Roads will be slightly more crowded this Memorial Day weekend and people will be paying a little extra to travel on them, according to a recent study.
The Automobile Club of Southern California estimates 4.2 million Californians will travel more than 50 miles this holiday weekend — a 1.5 percent increase from a year ago.
Of those leaving home, more than 3.5 million will drive — a 1.6 percent increase despite higher gasoline prices.
Another 390,000 are expected to fly, which is a decrease of 5.2 percent despite the fact that air fares are down 7 percent compared to a year ago.
An estimated 265,000 will travel by other means, including train, bus and boat. That's a 1.9 percent increase.
Auto Club officials estimate the average road trip will be 750 miles long. A family of four is expected to pay an average of $800 for their weekend journey.
“Gas prices are fortunately decreasing by a penny a day or more right now, but we’re not yet seeing any stations with prices under $4 a gallon as was the case earlier this month,” said Auto Club spokesperson Jeffrey Spring. “Even though prices are higher than they’ve ever been for this holiday, we are seeing more activity for travel than during the recession years of 2008 and 2009.”
Hotel costs are up 8 percent from a year ago.
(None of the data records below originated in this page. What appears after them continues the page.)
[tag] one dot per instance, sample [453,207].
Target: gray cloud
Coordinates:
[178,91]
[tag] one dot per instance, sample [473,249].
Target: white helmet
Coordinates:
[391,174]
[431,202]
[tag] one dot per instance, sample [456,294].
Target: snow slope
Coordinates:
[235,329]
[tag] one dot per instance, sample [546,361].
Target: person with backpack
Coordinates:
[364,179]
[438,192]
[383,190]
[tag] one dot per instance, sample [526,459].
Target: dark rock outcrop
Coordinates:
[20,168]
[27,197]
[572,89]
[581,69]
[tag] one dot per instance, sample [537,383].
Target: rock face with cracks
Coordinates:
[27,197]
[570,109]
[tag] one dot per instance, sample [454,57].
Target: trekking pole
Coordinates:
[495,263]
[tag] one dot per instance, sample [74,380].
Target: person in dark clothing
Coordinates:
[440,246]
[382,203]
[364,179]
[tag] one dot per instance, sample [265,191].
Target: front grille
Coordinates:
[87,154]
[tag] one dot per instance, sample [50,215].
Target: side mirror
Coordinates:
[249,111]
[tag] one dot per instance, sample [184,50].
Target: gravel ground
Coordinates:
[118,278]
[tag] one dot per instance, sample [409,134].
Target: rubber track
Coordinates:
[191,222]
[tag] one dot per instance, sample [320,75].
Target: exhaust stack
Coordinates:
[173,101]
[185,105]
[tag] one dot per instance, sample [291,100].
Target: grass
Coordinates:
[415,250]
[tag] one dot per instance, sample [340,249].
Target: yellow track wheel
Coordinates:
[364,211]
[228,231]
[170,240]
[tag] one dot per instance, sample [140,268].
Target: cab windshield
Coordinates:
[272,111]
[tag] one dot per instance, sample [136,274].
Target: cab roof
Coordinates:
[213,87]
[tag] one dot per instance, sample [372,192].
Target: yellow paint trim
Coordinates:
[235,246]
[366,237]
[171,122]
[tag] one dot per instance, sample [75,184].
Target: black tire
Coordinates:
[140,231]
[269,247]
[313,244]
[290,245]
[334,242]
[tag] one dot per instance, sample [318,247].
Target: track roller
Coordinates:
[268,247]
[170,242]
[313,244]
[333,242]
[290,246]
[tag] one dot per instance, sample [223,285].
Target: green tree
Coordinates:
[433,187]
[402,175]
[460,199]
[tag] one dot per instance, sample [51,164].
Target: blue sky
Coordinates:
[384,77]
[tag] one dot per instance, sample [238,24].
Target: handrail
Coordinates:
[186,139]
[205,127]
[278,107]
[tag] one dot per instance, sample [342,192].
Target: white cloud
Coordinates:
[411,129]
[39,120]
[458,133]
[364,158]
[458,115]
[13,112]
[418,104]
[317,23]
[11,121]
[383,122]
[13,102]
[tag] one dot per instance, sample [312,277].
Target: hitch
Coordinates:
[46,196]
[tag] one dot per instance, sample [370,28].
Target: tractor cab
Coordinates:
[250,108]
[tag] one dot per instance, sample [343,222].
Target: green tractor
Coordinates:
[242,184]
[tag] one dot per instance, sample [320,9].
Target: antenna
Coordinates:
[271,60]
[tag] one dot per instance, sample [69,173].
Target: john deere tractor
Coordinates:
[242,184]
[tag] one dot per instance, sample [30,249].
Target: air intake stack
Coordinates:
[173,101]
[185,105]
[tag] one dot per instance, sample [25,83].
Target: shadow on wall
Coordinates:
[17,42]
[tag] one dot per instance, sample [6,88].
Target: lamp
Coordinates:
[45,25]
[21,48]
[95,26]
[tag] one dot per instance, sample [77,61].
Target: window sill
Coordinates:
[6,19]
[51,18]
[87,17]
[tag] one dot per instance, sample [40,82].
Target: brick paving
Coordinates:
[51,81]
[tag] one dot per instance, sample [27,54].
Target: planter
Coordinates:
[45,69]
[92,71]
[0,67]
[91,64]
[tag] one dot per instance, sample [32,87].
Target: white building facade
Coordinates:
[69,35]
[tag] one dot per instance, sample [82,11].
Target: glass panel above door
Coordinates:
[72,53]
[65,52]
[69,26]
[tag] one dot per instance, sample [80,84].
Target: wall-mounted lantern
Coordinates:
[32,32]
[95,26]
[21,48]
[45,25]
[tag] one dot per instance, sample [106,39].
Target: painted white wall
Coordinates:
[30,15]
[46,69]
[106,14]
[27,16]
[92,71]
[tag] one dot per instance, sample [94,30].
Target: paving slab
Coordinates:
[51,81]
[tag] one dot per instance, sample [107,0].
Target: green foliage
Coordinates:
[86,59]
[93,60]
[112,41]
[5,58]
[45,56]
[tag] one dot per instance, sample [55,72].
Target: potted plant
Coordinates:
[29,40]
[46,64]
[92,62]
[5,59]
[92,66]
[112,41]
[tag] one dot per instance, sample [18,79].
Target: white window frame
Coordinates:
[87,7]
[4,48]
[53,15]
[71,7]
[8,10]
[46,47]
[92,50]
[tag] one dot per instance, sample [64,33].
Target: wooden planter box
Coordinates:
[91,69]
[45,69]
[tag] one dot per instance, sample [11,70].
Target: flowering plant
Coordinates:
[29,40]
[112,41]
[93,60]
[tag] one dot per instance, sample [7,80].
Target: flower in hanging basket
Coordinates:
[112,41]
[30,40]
Gas prices are also higher.
In the Los Angeles-Long Beach area, the average price as of May 24 is $4.332 per gallon, which is 7.3 cents less than last week, 13 cents higher than last month, and 21 cents higher than last year.
In San Diego, the price is $4.315, 5.4 cents below last week, 11 cents above last month, and 24 cents higher than last year.
On the Central Coast, the average price is $4.369, down 5.1 cents from last week, 11 cents higher than a month ago, and 20 cents above last year.
In the Inland Empire, the average per gallon price is $4.311, down 5.9 cents from last week, 12 cents higher than last month, and 23 cents more than last year.